HED (gen-3) is based on and supports the conceptual framework that Events are processes with temporal extent having distinct onset and offset times. By contrast, event markers (or event phase markers) designate time points. Markers associated with Onset and Offset tags, as well markers of intermediate time point(s) of interest (associated with Inset tags) allow tools to extract event processes as they unfold. For example, if a sound begins to play at (Onset) time point 1 and ceases to play at (Offset) time point 3, tools can infer that the sound is playing at intermediate time points as well.

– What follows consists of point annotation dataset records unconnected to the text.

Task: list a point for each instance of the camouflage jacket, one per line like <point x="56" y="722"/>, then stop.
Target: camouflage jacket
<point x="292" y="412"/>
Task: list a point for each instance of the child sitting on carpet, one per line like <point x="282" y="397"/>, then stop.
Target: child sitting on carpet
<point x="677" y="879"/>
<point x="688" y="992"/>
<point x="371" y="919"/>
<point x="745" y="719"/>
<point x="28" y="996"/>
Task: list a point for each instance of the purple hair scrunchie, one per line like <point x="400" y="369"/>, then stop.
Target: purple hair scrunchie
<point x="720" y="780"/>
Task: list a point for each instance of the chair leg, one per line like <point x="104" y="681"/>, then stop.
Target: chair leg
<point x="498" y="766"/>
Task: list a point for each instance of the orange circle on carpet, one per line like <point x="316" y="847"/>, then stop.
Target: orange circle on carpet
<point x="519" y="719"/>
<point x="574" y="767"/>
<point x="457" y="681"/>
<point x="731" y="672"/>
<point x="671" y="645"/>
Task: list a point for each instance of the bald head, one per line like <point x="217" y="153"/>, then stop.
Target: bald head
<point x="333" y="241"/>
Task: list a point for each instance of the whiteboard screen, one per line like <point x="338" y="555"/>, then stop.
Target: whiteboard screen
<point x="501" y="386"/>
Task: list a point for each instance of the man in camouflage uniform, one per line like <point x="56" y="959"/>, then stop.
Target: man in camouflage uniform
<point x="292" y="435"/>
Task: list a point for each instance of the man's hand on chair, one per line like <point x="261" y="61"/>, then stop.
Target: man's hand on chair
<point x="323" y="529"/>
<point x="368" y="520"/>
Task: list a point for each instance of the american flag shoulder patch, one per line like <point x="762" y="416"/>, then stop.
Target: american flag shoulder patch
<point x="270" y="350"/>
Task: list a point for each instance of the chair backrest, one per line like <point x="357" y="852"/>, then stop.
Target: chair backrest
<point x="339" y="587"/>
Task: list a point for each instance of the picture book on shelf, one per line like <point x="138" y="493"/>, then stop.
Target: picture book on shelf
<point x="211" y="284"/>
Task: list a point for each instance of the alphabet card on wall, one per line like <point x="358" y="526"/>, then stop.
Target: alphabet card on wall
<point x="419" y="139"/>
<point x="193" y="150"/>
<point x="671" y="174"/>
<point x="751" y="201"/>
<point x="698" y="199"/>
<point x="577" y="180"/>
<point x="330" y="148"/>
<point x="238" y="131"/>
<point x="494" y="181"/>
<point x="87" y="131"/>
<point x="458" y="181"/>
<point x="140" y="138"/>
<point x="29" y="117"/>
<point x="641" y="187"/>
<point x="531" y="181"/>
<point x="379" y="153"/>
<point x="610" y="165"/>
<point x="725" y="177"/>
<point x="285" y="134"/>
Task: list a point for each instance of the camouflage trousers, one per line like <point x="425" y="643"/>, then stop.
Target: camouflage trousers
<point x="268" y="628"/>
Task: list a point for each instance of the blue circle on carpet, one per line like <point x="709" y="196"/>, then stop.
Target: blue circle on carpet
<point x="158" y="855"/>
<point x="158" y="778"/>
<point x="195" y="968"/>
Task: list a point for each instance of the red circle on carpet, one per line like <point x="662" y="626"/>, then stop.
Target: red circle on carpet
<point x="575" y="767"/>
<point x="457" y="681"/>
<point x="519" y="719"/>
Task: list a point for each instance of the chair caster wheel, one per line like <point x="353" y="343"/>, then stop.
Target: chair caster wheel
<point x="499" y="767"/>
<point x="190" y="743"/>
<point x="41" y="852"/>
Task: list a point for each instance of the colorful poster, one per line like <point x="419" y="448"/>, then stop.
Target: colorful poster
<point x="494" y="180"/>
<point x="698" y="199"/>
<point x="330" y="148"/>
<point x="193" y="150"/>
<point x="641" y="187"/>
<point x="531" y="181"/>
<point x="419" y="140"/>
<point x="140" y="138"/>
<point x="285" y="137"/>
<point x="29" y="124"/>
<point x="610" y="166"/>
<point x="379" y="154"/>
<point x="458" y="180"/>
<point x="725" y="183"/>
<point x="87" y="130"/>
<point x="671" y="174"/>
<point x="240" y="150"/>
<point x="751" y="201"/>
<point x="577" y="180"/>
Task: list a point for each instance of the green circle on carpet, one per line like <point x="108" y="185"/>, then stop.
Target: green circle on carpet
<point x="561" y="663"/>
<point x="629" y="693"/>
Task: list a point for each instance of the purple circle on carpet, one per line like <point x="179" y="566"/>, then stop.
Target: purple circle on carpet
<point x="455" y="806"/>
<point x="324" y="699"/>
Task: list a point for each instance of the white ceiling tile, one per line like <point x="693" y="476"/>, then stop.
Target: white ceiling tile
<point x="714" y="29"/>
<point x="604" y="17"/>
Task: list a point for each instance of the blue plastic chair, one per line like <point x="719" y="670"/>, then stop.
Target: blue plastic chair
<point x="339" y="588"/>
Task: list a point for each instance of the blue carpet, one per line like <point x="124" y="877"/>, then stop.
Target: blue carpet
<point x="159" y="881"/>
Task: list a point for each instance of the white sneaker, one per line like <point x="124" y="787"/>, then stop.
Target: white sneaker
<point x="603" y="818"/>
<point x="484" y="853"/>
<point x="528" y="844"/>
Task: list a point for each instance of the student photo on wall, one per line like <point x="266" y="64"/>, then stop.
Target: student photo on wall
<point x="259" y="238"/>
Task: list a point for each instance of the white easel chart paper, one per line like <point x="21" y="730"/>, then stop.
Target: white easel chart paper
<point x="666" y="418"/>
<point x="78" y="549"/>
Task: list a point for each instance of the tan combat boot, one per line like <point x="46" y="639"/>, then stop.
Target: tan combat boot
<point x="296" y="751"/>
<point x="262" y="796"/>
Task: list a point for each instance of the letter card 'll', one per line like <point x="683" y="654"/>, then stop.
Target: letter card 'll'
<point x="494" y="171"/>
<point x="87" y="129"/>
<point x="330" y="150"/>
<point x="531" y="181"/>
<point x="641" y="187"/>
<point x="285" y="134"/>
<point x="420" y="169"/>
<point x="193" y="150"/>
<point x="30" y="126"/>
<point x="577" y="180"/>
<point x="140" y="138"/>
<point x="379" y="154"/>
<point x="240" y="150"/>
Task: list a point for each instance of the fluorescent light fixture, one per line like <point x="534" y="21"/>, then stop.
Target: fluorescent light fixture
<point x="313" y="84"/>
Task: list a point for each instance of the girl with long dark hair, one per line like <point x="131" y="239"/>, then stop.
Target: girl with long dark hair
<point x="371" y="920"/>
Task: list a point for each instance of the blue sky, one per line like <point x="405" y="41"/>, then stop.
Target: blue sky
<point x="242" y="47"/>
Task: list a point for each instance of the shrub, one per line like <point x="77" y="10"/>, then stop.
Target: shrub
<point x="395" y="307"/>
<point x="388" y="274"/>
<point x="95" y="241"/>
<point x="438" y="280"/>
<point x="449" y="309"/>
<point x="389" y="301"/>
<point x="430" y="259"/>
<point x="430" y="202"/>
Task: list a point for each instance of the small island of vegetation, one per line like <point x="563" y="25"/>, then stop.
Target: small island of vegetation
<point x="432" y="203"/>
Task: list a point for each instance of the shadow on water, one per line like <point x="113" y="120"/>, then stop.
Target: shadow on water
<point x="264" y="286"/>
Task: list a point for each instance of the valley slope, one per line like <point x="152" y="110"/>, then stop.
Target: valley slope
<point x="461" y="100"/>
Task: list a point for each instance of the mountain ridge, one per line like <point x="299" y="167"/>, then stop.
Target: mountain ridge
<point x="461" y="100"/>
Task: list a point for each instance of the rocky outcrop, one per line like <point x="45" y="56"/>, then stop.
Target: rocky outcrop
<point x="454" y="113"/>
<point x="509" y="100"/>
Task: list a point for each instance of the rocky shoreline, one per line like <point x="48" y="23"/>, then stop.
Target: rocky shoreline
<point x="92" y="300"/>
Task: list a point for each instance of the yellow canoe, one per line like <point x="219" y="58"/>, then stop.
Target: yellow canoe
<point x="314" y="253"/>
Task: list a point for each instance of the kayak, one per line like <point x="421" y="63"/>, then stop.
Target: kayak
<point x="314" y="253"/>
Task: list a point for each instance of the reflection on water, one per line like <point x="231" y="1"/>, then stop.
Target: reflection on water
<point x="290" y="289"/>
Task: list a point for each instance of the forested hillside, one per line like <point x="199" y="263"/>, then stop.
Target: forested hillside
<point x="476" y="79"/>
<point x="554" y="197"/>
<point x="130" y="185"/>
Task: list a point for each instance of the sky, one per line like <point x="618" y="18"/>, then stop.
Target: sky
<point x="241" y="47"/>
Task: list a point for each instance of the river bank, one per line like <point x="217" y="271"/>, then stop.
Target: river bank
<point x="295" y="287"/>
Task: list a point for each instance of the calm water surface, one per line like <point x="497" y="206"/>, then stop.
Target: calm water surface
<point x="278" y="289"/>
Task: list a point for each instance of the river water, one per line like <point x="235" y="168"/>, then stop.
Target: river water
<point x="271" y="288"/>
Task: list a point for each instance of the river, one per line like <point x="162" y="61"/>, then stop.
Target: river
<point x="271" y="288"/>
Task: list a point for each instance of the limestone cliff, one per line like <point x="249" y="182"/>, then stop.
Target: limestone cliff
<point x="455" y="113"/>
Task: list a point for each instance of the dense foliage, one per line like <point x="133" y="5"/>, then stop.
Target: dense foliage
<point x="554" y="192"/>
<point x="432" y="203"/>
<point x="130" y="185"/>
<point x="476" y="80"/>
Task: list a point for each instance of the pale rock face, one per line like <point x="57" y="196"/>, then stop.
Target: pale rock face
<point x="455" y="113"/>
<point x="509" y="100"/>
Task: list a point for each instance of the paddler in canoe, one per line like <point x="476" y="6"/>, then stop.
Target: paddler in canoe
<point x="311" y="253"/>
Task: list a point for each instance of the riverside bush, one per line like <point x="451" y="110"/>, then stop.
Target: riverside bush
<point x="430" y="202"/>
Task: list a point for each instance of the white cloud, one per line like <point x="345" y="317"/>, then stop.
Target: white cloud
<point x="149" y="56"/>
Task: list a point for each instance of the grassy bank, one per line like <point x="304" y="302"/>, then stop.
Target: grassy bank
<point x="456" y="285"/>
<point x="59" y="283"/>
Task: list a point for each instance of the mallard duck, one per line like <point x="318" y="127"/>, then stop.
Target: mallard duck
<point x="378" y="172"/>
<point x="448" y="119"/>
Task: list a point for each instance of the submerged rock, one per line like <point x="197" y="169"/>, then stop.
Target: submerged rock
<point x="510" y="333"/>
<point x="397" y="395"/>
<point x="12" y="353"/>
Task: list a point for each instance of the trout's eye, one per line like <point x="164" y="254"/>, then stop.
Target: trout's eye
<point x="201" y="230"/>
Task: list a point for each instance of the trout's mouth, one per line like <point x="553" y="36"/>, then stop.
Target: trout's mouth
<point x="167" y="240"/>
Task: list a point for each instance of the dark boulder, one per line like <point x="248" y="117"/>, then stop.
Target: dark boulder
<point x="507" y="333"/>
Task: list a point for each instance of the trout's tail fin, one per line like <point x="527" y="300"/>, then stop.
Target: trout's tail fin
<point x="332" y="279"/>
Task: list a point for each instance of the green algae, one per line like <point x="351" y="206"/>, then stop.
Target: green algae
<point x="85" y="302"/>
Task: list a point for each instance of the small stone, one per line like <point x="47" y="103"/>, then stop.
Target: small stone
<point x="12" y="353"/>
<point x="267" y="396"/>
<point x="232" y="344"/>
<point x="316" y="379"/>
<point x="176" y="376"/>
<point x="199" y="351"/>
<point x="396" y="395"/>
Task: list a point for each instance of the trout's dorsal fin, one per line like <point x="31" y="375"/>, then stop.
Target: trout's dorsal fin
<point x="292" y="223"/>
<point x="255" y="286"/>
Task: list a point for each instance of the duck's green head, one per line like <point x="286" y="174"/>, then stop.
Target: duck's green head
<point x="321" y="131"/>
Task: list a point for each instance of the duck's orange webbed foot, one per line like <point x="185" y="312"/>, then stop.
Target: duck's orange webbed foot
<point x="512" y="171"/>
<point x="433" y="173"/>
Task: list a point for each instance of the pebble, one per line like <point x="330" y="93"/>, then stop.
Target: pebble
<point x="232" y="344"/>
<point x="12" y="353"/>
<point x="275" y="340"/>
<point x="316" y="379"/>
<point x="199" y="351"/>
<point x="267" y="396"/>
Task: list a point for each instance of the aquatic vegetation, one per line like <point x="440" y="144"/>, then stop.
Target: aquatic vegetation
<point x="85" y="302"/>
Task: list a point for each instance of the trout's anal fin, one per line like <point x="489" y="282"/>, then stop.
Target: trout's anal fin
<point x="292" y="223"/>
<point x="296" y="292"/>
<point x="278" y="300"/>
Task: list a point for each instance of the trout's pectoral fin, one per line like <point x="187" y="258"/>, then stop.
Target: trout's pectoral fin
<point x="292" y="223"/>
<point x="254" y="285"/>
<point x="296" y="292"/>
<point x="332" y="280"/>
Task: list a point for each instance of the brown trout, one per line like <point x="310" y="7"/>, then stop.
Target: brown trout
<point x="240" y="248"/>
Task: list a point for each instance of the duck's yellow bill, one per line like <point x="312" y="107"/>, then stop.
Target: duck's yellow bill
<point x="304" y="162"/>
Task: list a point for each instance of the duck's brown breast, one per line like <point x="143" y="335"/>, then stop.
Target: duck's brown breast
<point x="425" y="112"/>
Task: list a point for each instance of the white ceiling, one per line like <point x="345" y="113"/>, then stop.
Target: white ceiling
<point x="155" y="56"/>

Inset tags may be used to mark intermediate time points of interest - for example, the sound's moment of maximum amplitude or other types of phase transition. The more complete HED (gen-3) conceptual framework makes possible the development of syntax to build and to compute on detailed event annotations for complex experiences (of speech, music, video, and in virtual-reality (VR) and/or augmented-reality (AR), etc.).

===Search and summary===

HED (gen-3) requires that vocabulary terms used in a schema are unique and uses their location within the schema hierarchies to define subclasses. Thus tools are required to treat Action/Communicate/Communicate-gesturally/Smile and Smile as equivalent and users can annotate events using path end terms (leaves) with no need to quote the full paths, and can request that a search for a term higher in the term path also return all its children. This approach is also used in tools to summarize dataset HED annotations.